# stdin_processor (sp)
## Introduction
Advanced stdin/stdout and string manipulation in BASH often requires knowledge of a certain set of tools ("sed", "head", "tail", "sort", "expr","cut", "awk" ...) and going through a couple of help manuals or stackoverflow questions. As it is substancially achievable, it does nevertheless feel less intuitive than OOP which provides string and list methods for complex operations.

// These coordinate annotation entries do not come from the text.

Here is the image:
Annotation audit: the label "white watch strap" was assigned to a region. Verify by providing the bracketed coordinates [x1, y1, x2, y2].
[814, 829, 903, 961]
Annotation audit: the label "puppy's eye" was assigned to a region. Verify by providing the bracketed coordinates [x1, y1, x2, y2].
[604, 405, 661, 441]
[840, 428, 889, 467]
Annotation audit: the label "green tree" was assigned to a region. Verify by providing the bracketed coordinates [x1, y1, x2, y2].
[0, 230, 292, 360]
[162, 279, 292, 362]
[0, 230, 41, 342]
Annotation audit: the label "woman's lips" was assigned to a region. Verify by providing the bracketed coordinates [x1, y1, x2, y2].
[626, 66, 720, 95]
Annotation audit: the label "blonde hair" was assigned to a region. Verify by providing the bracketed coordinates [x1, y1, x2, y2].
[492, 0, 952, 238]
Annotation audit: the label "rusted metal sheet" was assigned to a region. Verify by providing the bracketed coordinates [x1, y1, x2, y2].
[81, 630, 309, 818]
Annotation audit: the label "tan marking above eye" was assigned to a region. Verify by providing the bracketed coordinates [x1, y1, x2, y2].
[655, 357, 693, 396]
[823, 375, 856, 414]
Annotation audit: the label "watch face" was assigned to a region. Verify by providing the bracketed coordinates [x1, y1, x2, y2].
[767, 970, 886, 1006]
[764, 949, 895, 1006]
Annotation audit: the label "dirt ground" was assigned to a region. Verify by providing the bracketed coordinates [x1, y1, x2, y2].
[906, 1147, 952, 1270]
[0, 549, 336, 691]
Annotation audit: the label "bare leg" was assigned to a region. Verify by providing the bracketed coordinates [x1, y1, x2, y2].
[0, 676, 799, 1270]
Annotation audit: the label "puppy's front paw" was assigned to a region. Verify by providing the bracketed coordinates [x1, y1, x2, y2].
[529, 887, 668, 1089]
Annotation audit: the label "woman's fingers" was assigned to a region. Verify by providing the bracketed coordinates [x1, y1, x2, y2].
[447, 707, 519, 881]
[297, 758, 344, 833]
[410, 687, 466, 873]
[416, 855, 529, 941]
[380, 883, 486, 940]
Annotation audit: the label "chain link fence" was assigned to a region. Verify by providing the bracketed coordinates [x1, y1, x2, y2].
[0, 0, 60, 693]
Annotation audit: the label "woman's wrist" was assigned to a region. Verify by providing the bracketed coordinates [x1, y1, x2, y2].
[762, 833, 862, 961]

This tool aims to improve productivity by providing a simple yet complete toolbox with flexible and intuitive options completed with a wide variety of commands, making any avanced operation as **quick** as thinking about it, as **simple** as a few pipes and **easy to read**.
It is fully written in python3, making it availiable on Linux, Windows, MacOS, and it's is based on typer, which is based on click, a famous library for creating command line tools.
## Table of contents
[Installation](#installation)
[Quick start](#quick-start)
[How it works](#how-it-works)
- [STDIN shaping](#stdin-shaping)
- [Mapping](#mapping)
- [Detailed steps](#detailed-steps)
[Usage examples](#usage-examples) (NOT YET IMPLEMENTED)
## Installation
Using pip or pip3 :
pip install stdin_processor
Check if successful :
sp --help
[OPTIONAL] Install tab auto-completion for your shell
sp --install-completion bash|zsh|fish|powershell|pwsh
## Quick start
stdin_processor is availiable as "sp" for "**s**tdin **p**rocessor" in the terminal once installed.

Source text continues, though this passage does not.